Secondo Lagarde l’Europa o meglio l’Unione sarebbe già avanti a buona parte del resto del mondo grazie al MiCA, complesso di dispositivi per il settore cripto che è ancora in discussione e che dovrebbe vedere la luce delle gazzette ufficiali nei prossimi 18 mesi.
Seppur nella giusta direzione. Si dovrà fare di più, probabilmente con una sorta di MiCA II, che dovrà occuparsi di altre problematiche che dopo il crack di FTX sono emerse, almeno per certi osservatori, dal nulla.
È questo forse l’aspetto più interessante del discorso di Madame Lagarde: come con Libra di Facebook, l’autorità pubblica sarebbe in grado di fermare praticamente tutto. Anche nel mondo della DeFi e delle criptovalute o Bitcoin più direttamente.
Una questione che abbiamo già affrontato diverse volte sulle pagine di Criptovaluta.it e che forse non merita più alcun tipo di approfondimento. Rimane solo da dire che un perimetro regolamentare troppo stretto avrà come effetto più diretto la fuga di una certa parte di appassionati verso meccanismi ancora più difficili da controllare, dividendo nettamente il mondo cripto tra chi ha il bollino di stato (o dell’Unione) e deve sottostare a regole molto stringenti e chi invece avrà buon gioco a radunare tutti gli esuli.

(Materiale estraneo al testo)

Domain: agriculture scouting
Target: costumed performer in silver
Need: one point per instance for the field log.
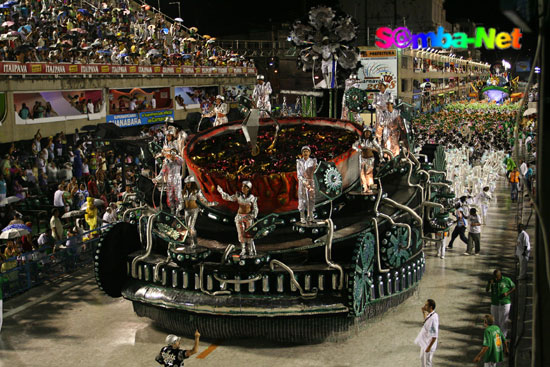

In realtà la questione, almeno a nostro avviso, andrebbe affrontata togliendosi gli occhiali ideologici e possibilmente anche il frustino della regolamentazione che può uccidere chi non è gradito ai piani alti di BCE, seppur metaforicamente.
Il comportamento tenuto da FTX è già reato tanto in Europa quanto in ogni altra giurisdizione del mondo. In che senso una maggiore regolamentazione potrebbe effettivamente limitare la possibilità che tali eventi si verifichino?
Una regola non è giusta soltanto per il fatto di essere una regola. Oltre a chiamate di questo tipo, che raccolgono prevedibilmente gli sguardi ammiccanti di quelle regole deve scriverle, si può entrare di più nel concreto? Cosa non ha funzionato nel caso di FTX?
È comprensibile il desiderio di potenza illimitata del re, ma fino a dove ragionevolmente potranno spingersi le regolamentazioni europee? Si pensa di poter normare anche su altri paesi che non fanno parte dell’Unione? Si pensa di poter imporre la propria visione anche a Stati Uniti, Bahamas o qualunque altro tipo di giurisdizione?
FTX era in Europa con pratiche dubbie già per un osservatore di modesta conoscenza di come funzionano le cose. La vigilanza di CySEC, che pur è ente riconosciuto e con certi poteri in Europa, sembra aver fallito su tutti i fronti. Chi si occuperà di verificare il rispetto delle regole che Lagarde vorrebbe applicare?
BCE sta anche lanciando l’Euro Digitale, strumento naturalmente inviso a molti e sul quale si è discusso molto poco a livello pubblico. Che ruolo gioca in questo continuo attacco al mondo cripto e Bitcoin?